Complement System Regulation
- Inhibition of complement activation can be expressed in mammalian cells via regulatory proteins (plasma or membrane proteins).
Complement System Pathways
- Three major pathways: alternative, classical, and lectin.
- Alternative pathway is initiated by microbes in the absence of antibodies.
- Classical pathway is initiated by a certain isotype of antibodies attached to antigens.

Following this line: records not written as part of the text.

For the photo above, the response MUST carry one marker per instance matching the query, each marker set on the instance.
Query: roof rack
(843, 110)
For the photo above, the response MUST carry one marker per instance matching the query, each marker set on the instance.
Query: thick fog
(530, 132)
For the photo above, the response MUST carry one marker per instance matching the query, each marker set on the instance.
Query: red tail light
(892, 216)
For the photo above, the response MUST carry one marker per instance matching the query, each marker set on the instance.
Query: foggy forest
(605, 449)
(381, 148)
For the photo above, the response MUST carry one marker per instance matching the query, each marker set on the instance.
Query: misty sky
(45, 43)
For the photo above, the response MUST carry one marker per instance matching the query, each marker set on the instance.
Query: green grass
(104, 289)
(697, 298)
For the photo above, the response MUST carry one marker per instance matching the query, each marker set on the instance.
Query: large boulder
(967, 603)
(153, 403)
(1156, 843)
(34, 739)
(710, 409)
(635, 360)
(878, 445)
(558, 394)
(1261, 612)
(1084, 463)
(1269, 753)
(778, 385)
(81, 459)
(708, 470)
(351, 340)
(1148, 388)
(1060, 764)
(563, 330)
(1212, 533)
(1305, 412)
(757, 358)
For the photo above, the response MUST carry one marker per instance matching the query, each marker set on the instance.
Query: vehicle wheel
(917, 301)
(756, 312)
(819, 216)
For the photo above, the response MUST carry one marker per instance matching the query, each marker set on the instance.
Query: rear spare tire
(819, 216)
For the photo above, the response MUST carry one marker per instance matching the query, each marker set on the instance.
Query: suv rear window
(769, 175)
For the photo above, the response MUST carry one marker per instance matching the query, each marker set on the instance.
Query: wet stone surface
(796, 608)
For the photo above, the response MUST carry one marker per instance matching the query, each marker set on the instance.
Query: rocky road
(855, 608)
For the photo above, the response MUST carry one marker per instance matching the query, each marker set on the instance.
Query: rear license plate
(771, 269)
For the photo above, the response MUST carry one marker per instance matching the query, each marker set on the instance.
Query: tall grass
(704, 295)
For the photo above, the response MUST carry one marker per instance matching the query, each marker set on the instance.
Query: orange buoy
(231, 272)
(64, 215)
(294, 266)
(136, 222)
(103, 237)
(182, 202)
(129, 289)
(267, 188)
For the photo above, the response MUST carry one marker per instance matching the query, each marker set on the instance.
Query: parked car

- Lectin pathway is initiated by microbes in the absence of antibodies.
Alternative Pathway
- Triggered by spontaneous hydrolysis of C3 in plasma at a low level.
- Leads to the formation of C3b, which is deposited on the surface of the microbe.
- Forms stable covalent bonds with microbial proteins and polysaccharides.
- C3 convertase breaks down more C3, leading to the recruitment of more C3b and C3bBb molecules to the microbe.
Classical Pathway
- Triggered when IgM or IgG binds to antigen on a microbial cell surface.
- C1 complement protein binds to the Fc region of the antibody, leading to the binding and cleavage of C2 and C4 protein.
- C4b2a complex forms the classical pathway C3 convertase.
Lectin Pathway
- Initiated by the attachment of the mannose-binding lectin (MBL) to microbes.
- Serine proteases, related to C1, lead to the binding and cleavage of C2 and C4 protein.
- C4b2a complex forms the classical pathway C3 convertase.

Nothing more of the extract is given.